There are other major areas where the federal government, which conservatives are purportedly aligned to shrink, is encroaching on the independence of states and how they run their elections — even if nationalization is not achieved. If ICE isn’t there physically to influence who votes, there is federal request for voter data that cedes power to the administration.
Kentucky’s Adams, who semi-complied with the DOJ’s request for voter rolls from states, wrote: “We have provided the public file, as indisputably required by federal law, but we have not provided the additional, non-public information fields: voters’ social security numbers and driver’s license numbers.”
Adams, like many Republicans in deep red states, is not on board with federalizing elections, essentially disagreeing with Trump that any fixes need to be made.
The Secretary of State told the Lexington Herald Leader that “our election system is resilient, run by people with integrity who follow the law — and, critically, that when it comes to Kentucky elections, our voters trust their election officials — me, but more important, their county clerks and poll workers — more than they trust what they hear or see from other sources.”

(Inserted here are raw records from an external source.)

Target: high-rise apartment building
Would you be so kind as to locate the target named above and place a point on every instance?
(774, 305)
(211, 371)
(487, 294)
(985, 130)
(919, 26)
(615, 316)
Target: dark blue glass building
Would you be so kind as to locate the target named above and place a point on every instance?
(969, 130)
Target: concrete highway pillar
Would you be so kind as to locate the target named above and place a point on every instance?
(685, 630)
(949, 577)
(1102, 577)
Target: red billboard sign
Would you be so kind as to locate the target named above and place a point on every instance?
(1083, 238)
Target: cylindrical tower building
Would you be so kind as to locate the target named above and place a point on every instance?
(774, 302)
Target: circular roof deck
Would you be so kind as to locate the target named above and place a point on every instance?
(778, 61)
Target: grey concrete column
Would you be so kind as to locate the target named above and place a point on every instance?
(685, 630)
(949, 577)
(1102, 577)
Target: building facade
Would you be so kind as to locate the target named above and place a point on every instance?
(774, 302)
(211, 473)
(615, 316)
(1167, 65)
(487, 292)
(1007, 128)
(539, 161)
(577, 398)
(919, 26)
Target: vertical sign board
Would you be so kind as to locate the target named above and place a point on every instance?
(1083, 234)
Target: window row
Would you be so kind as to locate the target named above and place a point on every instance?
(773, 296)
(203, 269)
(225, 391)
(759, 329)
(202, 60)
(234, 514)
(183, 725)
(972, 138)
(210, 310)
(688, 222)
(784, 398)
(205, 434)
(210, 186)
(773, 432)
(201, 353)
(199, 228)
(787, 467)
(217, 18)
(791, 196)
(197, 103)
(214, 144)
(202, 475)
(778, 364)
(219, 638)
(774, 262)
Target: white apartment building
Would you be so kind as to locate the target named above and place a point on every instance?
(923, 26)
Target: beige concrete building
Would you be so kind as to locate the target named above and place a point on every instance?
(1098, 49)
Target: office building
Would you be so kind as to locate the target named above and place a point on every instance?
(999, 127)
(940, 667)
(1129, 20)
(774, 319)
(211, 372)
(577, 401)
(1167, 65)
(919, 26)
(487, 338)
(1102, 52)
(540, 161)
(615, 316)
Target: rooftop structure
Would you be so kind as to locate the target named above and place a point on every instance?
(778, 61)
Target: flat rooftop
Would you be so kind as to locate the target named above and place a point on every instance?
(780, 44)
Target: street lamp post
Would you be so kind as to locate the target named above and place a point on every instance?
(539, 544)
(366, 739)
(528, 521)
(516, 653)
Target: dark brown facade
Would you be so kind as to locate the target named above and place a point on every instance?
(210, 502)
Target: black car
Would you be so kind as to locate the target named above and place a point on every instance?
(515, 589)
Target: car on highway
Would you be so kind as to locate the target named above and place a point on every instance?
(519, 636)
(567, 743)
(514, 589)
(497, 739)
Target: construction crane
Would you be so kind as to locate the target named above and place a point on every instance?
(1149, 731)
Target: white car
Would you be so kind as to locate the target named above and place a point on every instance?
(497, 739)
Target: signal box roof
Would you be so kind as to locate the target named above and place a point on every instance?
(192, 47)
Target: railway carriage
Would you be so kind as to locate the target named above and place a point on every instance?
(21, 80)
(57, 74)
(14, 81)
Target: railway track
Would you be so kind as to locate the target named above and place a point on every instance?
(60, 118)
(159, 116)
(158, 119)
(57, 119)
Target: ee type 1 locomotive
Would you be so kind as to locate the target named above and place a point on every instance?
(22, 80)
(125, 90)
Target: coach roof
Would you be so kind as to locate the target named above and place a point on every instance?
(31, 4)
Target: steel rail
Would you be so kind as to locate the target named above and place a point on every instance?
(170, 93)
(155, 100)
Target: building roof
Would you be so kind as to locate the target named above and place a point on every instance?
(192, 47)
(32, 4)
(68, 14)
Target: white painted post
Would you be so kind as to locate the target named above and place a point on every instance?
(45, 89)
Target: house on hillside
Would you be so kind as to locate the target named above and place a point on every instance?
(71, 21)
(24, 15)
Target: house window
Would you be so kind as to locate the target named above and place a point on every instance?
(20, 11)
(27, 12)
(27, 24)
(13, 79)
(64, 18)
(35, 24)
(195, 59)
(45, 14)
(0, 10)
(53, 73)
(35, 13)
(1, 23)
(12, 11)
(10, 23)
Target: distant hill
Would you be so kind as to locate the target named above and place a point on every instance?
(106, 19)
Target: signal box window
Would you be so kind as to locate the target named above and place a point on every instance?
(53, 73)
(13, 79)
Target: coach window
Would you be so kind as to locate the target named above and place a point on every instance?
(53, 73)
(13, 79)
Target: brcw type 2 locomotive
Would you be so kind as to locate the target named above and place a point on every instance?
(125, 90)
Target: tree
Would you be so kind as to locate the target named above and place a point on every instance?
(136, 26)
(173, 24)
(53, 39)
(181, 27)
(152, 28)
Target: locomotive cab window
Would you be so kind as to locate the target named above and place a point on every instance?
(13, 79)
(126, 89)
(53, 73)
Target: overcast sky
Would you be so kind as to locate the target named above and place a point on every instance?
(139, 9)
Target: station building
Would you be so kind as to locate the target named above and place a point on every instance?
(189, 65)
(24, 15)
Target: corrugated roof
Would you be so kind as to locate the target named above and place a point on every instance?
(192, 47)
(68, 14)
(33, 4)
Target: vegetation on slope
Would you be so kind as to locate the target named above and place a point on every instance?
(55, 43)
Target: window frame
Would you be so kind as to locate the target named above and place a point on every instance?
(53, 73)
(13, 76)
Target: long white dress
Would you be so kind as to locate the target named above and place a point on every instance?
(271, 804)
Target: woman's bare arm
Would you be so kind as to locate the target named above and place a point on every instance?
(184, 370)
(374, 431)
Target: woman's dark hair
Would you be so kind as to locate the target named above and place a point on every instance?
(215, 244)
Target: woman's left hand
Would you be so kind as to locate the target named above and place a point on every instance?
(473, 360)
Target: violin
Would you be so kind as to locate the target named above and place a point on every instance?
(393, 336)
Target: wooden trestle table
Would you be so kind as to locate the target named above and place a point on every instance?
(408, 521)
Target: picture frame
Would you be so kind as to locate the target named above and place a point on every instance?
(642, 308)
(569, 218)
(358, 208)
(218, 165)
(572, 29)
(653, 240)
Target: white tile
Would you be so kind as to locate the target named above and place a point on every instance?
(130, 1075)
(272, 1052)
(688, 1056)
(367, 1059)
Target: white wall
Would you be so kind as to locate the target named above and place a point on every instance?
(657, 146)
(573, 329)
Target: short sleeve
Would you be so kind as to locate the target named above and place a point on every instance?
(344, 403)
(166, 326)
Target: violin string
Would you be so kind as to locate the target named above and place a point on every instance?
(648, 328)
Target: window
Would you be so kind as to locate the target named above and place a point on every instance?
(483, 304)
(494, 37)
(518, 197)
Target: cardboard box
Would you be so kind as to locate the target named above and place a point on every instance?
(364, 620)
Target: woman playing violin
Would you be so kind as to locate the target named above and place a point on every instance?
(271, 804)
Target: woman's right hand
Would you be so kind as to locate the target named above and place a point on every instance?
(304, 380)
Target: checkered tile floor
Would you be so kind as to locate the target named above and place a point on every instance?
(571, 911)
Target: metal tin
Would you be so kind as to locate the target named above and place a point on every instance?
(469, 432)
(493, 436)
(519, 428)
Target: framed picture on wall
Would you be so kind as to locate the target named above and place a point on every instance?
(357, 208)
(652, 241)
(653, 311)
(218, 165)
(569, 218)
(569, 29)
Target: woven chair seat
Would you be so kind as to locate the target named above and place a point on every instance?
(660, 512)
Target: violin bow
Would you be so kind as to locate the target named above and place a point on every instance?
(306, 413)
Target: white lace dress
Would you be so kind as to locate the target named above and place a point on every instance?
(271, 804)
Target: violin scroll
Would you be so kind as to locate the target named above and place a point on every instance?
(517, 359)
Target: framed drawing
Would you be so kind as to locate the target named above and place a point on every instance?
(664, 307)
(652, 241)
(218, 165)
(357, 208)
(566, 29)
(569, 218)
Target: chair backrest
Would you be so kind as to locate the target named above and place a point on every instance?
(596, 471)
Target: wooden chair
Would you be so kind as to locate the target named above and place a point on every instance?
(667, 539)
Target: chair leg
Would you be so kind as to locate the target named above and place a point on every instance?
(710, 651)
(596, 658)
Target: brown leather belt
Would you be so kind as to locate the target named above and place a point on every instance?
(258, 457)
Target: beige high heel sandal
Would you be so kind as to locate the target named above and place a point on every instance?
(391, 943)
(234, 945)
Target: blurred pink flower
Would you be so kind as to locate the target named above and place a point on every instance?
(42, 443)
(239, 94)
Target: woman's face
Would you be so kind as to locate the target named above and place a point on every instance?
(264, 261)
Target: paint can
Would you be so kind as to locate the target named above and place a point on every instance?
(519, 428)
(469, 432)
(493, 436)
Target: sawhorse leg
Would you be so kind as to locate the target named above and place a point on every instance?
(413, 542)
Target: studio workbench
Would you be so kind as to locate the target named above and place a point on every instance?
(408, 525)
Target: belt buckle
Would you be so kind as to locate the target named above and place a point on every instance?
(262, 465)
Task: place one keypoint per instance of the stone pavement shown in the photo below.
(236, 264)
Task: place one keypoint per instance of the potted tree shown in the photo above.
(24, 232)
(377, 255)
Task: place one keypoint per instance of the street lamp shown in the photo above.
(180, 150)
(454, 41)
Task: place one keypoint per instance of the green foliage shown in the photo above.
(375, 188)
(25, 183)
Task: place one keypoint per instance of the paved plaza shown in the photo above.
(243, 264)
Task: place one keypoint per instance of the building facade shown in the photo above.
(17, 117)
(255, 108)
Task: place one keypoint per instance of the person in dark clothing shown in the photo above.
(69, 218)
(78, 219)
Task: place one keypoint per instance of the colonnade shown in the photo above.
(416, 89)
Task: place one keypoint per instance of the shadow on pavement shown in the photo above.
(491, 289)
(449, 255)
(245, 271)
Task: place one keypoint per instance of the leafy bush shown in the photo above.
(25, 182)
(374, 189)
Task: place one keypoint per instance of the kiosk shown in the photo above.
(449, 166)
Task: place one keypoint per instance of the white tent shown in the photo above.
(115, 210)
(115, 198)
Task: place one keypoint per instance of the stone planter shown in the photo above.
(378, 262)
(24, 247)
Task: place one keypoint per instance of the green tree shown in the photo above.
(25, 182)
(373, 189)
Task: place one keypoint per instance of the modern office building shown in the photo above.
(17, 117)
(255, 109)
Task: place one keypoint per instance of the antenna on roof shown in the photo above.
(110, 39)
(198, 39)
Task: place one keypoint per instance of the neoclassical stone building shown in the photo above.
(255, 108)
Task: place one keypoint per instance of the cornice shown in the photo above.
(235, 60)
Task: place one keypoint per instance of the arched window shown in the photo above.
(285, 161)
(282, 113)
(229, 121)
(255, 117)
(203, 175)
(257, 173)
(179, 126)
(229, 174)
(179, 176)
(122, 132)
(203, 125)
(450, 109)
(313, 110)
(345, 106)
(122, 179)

VOTER REGISTRATION: Kentucky’s voter registration numbers stayed virtually unchanged in January 2026, with 6,830 new registrations recorded despite the approaching May primary election, Secretary of State Michael Adams announced Friday. https://t.co/ukQqY39YIb
— LEX 18 News (@LEX18News) February 14, 2026
[Note: In 2024, Adams was presented with The 2024 John F. Kennedy Profile in Courage Award “for expanding voting rights and standing up for free and fair elections despite party opposition and death threats from election deniers.” In 2020, Adams worked with Democratic Governor Andy Beshear “to facilitate safe access to the ballot during the COVID-19 pandemic – despite fierce opposition from his party and threats made to him and his staff.”]
Governor Beshear responded to the Trump administration’s request for voter rolls (and the USDA’s request for data of those who receive SNAP benefits) by saying Kentuckians’ private data should be protected.
Beshear, who is ineligible to run for governor again this year due to term limits, said: “You either put the loyalty to the people of Kentucky and the promise that you made to them about how you would keep their data private, or, in this instance, a loyalty to party or a president first. You only have one choice. I’ll always choose Kentuckians. I’ll always push back when there is an unlawful request.”